E ora che questo tempo è venuto non sanno cosa rispondere, vanno avanti con
congegni verbali concepiti per un altro tempo e per un’altra umanità. Non sto
dicendo che la poesia deve avere il passo dell’attualità. Sto dicendo
semplicemente che oggi la poesia si trova nel cuore di chi legge più che nel
cuore di chi scrive.
Manifesto
delle intimità provvisorie
Accade una
cosa curiosa: la pornografia dilaga. Quella che chiamiamo Rete è un gigantesco
arcipelago porno, con alcune isole in cui si fa altro. Nessuno si pone il
problema di disciplinare in qualche modo l’uso del porno. Però con grande
ipocrisia sui social se usi la parola “cazzo” vieni espulso. E se metti una
poesia dal contenuto esplicitamente sessuale scatta subito un certo moralismo.

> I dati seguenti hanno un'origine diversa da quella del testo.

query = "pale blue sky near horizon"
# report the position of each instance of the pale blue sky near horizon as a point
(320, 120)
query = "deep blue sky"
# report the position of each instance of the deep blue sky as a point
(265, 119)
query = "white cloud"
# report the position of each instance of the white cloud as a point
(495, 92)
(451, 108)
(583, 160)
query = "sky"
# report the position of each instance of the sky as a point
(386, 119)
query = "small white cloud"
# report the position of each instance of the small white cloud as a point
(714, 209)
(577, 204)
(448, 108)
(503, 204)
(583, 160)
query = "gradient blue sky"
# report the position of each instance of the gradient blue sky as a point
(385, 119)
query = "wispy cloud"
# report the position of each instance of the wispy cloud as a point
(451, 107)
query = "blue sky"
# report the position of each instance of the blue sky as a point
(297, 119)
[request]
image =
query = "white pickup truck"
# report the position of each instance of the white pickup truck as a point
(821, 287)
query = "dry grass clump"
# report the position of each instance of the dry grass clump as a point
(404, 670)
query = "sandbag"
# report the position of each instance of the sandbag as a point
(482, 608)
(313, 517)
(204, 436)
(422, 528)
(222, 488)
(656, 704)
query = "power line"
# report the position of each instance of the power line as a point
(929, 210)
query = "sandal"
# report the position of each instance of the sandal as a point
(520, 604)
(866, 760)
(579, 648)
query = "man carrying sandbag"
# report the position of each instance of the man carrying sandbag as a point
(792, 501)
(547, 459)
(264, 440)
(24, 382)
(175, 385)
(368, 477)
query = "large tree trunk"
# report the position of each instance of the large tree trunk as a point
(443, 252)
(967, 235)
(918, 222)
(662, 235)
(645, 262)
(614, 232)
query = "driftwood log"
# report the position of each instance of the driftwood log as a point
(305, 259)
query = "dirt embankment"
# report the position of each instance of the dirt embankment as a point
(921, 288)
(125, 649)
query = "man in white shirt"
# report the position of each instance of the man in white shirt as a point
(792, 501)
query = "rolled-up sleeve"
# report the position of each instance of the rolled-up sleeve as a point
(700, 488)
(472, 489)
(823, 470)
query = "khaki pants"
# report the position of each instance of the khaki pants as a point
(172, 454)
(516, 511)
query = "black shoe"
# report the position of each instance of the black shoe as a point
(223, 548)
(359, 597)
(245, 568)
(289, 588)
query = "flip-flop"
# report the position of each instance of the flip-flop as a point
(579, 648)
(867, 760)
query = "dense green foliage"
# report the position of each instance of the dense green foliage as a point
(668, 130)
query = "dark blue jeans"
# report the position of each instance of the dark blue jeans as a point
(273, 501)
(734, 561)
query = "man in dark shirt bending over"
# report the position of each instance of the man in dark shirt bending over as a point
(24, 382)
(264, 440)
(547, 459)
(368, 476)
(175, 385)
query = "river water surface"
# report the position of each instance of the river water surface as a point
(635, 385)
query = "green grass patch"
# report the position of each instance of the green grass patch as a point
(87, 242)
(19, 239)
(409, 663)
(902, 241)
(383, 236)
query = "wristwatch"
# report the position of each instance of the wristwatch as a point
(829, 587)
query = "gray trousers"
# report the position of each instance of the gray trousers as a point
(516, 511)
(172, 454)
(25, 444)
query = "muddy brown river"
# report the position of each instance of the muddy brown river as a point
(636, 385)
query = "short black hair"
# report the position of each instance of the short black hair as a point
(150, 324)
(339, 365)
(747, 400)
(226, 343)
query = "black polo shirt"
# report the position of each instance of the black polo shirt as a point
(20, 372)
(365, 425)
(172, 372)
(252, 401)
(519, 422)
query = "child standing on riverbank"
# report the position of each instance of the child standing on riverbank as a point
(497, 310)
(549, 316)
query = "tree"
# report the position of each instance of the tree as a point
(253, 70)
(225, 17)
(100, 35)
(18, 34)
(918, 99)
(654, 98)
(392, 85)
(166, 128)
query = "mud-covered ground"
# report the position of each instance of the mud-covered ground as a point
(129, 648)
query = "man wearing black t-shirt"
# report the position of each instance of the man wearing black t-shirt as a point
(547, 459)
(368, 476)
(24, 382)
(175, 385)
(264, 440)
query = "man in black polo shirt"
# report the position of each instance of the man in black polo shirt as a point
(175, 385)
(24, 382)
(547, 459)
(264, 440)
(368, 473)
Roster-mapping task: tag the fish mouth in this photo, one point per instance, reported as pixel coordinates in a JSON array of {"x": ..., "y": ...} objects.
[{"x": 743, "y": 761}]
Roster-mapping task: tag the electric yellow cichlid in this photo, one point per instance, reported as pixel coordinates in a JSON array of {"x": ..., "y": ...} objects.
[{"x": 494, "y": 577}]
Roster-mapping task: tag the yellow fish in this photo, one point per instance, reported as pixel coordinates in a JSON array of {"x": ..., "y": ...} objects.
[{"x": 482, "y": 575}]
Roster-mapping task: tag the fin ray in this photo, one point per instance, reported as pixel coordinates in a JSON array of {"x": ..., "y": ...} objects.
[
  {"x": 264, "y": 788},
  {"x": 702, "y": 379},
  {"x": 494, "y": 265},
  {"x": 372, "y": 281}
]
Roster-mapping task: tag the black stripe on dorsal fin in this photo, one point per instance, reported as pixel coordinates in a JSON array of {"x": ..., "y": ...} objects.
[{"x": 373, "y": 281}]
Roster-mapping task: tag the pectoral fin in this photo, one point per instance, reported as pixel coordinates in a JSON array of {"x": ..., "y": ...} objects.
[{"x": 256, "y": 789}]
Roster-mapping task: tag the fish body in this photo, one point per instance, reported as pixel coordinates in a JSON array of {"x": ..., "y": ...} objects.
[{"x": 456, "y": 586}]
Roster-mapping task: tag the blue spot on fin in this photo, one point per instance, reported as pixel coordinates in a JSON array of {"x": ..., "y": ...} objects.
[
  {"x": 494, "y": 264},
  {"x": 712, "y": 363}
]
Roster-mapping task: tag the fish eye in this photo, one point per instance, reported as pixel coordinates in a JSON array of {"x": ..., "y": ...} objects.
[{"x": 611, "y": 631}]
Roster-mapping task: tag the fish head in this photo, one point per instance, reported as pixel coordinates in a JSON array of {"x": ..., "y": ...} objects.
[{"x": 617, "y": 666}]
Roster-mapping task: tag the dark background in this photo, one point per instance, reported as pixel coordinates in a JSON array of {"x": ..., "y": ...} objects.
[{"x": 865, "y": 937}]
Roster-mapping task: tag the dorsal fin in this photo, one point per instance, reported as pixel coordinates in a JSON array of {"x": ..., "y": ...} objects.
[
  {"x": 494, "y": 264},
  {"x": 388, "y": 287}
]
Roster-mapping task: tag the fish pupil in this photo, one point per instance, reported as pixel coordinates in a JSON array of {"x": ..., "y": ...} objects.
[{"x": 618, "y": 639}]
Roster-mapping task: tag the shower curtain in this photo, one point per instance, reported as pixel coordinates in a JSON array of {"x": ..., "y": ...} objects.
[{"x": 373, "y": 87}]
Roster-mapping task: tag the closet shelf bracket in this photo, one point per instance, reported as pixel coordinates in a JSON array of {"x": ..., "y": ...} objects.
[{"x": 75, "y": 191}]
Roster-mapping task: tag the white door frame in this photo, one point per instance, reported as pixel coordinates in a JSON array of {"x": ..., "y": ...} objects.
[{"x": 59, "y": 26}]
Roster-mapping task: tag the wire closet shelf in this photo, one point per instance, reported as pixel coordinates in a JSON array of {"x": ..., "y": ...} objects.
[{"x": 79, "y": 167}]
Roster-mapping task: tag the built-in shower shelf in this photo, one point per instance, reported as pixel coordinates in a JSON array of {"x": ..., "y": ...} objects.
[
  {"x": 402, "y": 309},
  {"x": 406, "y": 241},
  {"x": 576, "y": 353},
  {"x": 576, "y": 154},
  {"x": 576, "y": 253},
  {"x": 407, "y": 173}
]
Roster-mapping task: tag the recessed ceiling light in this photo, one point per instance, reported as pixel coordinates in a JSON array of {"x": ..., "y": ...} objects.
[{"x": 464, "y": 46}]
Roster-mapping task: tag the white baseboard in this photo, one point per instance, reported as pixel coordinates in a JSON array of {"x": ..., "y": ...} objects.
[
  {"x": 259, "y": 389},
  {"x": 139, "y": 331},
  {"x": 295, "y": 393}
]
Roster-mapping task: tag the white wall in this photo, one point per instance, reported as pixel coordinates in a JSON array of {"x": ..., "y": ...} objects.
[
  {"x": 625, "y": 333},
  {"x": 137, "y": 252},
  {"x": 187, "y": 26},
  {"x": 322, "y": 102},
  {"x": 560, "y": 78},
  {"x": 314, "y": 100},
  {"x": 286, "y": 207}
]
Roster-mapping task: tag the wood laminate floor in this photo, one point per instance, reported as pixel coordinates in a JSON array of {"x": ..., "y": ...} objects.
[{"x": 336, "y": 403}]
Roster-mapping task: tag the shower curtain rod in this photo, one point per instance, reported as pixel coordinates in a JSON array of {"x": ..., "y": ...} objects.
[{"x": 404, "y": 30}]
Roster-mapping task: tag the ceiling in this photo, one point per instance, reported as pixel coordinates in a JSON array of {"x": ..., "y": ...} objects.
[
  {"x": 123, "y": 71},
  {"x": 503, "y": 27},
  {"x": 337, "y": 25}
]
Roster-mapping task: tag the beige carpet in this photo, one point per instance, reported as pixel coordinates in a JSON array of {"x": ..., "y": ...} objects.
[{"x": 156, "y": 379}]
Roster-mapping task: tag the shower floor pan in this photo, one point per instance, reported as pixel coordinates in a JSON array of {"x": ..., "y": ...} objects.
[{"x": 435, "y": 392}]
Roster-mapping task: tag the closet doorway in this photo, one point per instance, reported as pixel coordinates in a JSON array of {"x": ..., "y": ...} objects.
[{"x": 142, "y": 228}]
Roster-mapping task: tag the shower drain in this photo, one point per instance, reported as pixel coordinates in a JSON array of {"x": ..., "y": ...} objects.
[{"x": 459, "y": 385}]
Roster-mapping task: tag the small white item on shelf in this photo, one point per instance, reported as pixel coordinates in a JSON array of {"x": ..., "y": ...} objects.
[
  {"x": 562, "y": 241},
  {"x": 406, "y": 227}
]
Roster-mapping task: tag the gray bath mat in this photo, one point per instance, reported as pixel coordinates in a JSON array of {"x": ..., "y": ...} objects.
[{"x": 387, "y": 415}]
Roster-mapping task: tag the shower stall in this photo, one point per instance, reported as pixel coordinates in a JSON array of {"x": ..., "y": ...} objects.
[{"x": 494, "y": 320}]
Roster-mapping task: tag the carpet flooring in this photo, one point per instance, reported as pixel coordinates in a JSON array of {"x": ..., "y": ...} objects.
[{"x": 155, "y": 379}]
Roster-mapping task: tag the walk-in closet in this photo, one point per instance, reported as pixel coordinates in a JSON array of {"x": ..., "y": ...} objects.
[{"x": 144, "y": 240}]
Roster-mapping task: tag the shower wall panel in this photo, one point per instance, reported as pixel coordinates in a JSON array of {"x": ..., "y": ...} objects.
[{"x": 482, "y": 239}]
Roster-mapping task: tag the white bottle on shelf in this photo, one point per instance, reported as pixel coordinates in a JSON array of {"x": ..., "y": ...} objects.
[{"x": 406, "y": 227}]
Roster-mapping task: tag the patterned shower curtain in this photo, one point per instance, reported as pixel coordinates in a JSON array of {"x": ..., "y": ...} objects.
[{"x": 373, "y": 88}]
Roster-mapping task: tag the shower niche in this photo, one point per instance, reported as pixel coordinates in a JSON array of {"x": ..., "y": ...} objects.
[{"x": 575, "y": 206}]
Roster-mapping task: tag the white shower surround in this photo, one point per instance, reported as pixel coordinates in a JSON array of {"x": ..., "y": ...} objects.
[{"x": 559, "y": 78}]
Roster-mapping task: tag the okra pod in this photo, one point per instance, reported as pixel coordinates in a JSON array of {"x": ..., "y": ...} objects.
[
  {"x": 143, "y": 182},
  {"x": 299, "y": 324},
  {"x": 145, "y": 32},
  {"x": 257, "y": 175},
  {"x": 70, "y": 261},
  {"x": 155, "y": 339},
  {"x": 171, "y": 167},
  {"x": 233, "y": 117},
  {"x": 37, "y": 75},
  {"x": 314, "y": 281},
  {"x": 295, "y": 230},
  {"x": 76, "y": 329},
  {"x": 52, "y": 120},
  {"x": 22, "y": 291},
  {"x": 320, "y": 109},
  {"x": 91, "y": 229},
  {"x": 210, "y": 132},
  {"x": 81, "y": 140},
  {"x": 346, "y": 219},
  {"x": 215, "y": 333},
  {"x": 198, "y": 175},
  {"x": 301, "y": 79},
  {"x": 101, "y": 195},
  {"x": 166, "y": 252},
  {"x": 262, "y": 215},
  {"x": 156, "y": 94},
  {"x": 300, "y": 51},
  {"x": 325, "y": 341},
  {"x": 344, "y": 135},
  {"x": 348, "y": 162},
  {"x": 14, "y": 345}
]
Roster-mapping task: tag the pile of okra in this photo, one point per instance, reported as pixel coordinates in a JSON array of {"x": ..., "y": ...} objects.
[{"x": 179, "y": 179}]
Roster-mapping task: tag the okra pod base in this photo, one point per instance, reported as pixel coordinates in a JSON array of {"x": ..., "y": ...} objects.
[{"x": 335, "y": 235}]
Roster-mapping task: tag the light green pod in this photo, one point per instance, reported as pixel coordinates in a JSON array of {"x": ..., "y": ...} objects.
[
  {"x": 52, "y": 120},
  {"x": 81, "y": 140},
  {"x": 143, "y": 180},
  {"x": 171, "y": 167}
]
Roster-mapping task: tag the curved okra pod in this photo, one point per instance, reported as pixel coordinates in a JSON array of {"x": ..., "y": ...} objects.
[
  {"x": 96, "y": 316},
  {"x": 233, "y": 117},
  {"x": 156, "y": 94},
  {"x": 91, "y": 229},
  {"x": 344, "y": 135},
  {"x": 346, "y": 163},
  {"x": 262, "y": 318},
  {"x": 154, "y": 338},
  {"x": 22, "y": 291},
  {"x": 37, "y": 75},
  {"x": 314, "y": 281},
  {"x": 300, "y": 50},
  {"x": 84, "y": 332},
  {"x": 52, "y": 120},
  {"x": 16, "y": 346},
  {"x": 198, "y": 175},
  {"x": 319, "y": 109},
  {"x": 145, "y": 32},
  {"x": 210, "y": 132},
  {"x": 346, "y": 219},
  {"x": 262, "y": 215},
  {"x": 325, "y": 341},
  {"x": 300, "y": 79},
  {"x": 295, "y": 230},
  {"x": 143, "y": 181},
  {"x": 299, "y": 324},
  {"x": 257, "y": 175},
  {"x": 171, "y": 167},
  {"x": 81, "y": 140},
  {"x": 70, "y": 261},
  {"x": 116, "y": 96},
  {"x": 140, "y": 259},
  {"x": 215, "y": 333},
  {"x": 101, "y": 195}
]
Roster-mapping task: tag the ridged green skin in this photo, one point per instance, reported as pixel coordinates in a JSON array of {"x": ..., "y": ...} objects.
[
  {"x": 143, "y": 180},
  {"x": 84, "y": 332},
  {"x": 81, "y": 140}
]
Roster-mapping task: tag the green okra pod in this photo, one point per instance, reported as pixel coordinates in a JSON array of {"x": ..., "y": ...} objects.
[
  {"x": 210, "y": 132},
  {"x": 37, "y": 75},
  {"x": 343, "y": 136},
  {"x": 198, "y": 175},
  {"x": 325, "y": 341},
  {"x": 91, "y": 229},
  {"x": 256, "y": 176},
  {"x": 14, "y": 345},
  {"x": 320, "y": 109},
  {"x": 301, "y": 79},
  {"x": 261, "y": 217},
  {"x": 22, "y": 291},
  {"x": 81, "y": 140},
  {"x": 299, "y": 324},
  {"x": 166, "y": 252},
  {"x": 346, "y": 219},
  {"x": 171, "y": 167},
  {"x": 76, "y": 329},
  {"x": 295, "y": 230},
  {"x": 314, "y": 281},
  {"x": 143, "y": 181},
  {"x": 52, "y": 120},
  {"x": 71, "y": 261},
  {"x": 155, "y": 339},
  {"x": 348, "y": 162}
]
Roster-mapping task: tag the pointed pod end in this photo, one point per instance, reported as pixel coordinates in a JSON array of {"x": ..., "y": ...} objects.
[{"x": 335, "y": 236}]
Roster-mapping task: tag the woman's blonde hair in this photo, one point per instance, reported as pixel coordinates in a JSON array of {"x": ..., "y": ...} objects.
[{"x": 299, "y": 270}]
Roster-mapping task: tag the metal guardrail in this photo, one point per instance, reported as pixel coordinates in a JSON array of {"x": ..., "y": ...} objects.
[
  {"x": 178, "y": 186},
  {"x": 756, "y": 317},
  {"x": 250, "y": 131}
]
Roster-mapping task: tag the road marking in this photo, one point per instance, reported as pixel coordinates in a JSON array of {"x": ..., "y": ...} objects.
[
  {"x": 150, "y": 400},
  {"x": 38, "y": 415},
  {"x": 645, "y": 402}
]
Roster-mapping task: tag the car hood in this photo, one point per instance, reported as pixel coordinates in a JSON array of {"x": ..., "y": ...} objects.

Oggi se avessimo uno come Pietro Aretino non credo che avrebbe un grande
riconoscimento. Anche nella vita privata delle persone accade questa cosa
singolare: ci si continua a sposare pur sapendo che il matrimonio spesso è il
prologo alla separazione. Sono cambiate le nostre esigenze di natura
sentimentale, ma restiamo dentro le stesse formule.
La poesia,
cioè l’arte di cantare la bellezza e il terrore di essere al mondo, parteggia
per la ricerca di nuovi modi di percepire noi stessi e gli altri. L’amore per
essere nuovamente vivo deve portare dentro l’infimo e l’immenso, non può
stazionare nelle righe dell’uomo intermedio. Dobbiamo riprendere a oscillare
verso gli estremi, l’amore è grande umiltà e grande arroganza, vogliamo
acciuffare in un abbraccio non tanto un corpo, ma la salute che dio perde
strada facendo e che noi dobbiamo trovare per dare un senso alle nostre
giornate.
L’amore è la
religione che ha per altare i nostri corpi, è il nostro contributo alla festa
di essere al mondo.
L’amore è
l’unico modo per uscire dalla galera dell’attualità. Se non amiamo non solo
restiamo reclusi, ma contribuiamo ad alzare i muri della nostra galera. In
amore non bisogna mai aspettare le mosse degli altri. Dobbiamo fare tutto noi e
dobbiamo farlo subito.
Io non so
che cosa sia l’amore. So cosa sono le intimità provvisorie. Non pensate a
godimenti fuggitivi, non pensate alle divagazioni non matrimoniali. Credo che
solo una visione vecchia di noi stessi e degli altri ci possa ancora far
pensare all’amore come a una cosa che prima non c’è e poi compare e poi
finisce. A me sembra che ci sono parti di noi che in un certo senso sono sempre
in amore e altre che sono sempre in fuga o sepolte e irreperibili. L’amore si
svolge dentro i confini di una cultura e di una religione che temono il
giacimento mitico e poetico a cui ci fa attingere ogni incontro bello. E amare non
è altro che incontrare e farsi incontrare. Poi può essere per un’ora o per
mezzo secolo, poco importa.
È tempo di
riscrivere l’alfabeto sentimentale. Non siamo fatti per essere in coppia, non
siamo fatti per tradire e neppure per essere fedeli. Semplicemente non siamo
fatti una volta per sempre. L’amore costruisce il dio che ci guida, non è già
pronto, non è una forma in cui entrare e poi magari stare tutto il tempo a
pensare come uscirne. L’amore è una dimensione intimamente locale, si svolge
sempre in un luogo ed è sempre inedito ogni suo gesto. Bisogna lasciar correre
tutta la vita dove vuole, seguire solo il volo imprevedibile dell’amore.